Reputation: 226
I've implemented Linear regression and gradient descent from scratch and it gives me weird results like negative numbers which are really small.
Sample data
609.0,241.0
629.0,222.0
620.0,233.0
564.0,207.0
645.0,247.0
493.0,189.0
606.0,226.0
672.0,231.0
778.0,263.0
Gray Kangaroos dataset
Sample Data can be found at : http://college.cengage.com/mathematics/brase/understandable_statistics/7e/students/datasets/slr/frames/frame.html
import numpy as np
import matplotlib.pyplot as plt
# loading data from a csv file
x_dataset = np.array(data[0],dtype = np.float64)
y_dataset = np.array(data[1],dtype = np.float64)
m = len(y_dataset)
theta = np.array([ 0 for z in range(len(x_dataset))],dtype = np.float64)
theta[0] = 0.5
theta[1] = 0.3
def hypothesis(x,theta_hyp):
hyp = np.dot(theta_hyp.T,x)
return hyp
def gradient(theta,x,y,numIter = 30,alpha = 0.00000001):
for i in range(numIter):
loss = y - hypothesis(x,theta)
error = np.sum(loss**2)/2*m
print("Cost : {0} at {1} itertion".format(error,i))
# just to plot the cost function
#cost_list.append(error)
#iter_list.append(i)
gradientD = np.dot(x.T,loss)
# here if I subtract it gives me negative results
theta = theta - alpha*gradientD
return theta
After playing with the problem I figured out that if theta is negative, the cost function increases.
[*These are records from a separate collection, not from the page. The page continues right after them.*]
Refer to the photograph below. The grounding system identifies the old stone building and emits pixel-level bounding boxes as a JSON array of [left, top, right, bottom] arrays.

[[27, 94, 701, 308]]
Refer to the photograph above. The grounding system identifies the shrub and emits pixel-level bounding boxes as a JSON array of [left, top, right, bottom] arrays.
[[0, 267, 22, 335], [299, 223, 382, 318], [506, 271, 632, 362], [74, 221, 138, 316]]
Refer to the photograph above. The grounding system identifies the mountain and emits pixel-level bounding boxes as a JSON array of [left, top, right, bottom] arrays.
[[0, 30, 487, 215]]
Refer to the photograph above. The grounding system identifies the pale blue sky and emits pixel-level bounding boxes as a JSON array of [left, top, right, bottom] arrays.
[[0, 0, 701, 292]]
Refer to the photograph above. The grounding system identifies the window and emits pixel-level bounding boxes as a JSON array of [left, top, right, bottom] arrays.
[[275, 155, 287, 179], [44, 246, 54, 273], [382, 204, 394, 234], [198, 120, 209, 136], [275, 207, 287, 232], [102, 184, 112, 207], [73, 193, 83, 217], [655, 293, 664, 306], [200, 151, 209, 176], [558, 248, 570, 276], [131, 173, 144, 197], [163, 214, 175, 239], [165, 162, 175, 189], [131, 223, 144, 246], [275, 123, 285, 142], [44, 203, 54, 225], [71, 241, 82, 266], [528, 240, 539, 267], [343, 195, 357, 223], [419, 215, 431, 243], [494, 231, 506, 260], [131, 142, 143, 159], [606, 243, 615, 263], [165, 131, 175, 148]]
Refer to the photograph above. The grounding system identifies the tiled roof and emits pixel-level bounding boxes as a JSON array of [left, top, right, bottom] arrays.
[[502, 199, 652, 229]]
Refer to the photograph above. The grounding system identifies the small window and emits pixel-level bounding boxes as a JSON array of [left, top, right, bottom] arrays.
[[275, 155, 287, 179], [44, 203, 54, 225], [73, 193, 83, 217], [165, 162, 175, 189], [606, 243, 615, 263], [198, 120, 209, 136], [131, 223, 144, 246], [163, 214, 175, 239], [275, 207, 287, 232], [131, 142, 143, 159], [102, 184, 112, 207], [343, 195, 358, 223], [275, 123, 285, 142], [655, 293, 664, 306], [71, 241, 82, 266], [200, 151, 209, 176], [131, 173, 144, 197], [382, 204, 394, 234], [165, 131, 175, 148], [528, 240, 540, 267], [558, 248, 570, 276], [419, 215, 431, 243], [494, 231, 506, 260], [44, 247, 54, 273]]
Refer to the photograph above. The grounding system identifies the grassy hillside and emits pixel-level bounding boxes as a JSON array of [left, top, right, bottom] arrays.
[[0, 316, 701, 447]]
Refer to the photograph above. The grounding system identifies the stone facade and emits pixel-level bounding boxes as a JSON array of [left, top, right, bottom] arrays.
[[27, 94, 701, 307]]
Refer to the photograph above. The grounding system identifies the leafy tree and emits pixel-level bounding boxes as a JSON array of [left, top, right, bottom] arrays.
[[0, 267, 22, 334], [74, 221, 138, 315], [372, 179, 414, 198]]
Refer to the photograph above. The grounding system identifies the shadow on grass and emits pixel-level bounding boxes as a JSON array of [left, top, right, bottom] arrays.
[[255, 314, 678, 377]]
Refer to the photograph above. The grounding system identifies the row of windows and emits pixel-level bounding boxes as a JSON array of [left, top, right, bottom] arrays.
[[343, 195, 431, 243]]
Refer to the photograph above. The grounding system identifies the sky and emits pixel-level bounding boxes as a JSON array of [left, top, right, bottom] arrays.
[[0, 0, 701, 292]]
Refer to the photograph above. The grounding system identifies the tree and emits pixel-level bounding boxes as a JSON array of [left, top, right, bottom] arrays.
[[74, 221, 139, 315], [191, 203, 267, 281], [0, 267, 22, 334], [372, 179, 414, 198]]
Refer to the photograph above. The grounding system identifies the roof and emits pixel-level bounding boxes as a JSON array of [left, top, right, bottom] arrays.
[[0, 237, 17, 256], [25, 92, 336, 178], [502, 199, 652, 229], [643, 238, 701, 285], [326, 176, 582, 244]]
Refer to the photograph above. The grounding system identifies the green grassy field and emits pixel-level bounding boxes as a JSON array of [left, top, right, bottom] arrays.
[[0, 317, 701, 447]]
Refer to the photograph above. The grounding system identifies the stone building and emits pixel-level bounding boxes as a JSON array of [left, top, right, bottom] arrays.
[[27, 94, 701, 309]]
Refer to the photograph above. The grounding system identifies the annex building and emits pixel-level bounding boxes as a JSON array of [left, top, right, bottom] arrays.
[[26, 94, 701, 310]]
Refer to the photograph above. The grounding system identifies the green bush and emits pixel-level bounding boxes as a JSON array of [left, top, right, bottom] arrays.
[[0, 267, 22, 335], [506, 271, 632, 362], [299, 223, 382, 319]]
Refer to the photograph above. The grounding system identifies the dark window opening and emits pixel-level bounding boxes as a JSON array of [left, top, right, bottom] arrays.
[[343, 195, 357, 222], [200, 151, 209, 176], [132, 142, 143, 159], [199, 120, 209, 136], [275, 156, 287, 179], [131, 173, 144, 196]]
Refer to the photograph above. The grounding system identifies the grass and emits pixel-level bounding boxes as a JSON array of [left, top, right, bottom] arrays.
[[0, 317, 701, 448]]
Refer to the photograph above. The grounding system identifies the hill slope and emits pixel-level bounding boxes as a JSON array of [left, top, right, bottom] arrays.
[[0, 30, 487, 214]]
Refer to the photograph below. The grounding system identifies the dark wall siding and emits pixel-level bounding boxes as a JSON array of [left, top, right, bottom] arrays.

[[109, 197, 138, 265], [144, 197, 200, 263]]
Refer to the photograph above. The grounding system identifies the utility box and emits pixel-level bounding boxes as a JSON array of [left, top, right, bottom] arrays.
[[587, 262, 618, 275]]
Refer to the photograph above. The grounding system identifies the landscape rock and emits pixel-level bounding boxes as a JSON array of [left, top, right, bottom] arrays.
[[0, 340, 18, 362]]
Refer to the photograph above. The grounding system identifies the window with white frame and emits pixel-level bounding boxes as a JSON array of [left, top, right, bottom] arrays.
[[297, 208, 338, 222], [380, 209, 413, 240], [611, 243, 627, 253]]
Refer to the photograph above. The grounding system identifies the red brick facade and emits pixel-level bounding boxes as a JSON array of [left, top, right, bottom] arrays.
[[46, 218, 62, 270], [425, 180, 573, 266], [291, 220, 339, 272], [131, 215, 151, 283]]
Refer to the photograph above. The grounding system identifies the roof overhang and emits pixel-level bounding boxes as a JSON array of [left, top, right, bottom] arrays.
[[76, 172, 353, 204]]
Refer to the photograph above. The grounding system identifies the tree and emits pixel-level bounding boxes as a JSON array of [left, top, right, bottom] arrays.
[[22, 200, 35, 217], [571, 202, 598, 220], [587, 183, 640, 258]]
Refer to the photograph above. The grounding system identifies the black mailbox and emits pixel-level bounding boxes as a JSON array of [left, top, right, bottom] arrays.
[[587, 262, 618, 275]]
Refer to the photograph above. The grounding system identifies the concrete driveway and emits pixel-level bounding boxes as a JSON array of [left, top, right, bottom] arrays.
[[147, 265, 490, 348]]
And if theta is positive, cost function decreases. I wanted the cost function to decrease so I changed the code a bit which gave me a positive theta and decreasing cost function.
# adding gives +ve theta
theta = theta + alpha*gradientD
I plotted the graph of the cost function
After training it gives me some weights. When I use the weights to predict y
it doesn't predict a good value. When I plot the regression line on the graph, it doesn't fit the data at all.
I'm still learning about this stuff and I'm not sure if my implementation is right. Also, my learning rate is really small. I've seen learning rates no smaller than 0.001. I used 0.001 as the learning rate but it gives an inaccurate cost function.
I'm not sure if I've been explicit, but I'd really appreciate your help.
Upvotes: 0
Views: 264
Reputation: 866
You've got error and loss defined backwards... the error is the difference between the prediction and the data, and the loss function maps that error onto an objective for a fit routine. Your gradient calc is roughly correct (although it's not scaled to how you've defined the loss function, and the "loss" term in the gradient calc is actually the error).
However, your value of alpha (step size) is extremely small, which will impact speed of convergence. Because you only allow 30 iterations, it may not converge (it clearly starts in a really bad place with loss=6e7 - it's not clear from the scale of the graph how close to zero it gets by the 30th iteration). Try upping the alpha value to see if it gets closer to its final value in the 30 iterations allowed (based on the end-state loss value). Right now your graph of loss vs. iteration is getting swamped by the very high value of initial-state loss (plotting the log of the loss or log10 of the loss may make it easier to compare across experiments).
Upvotes: 0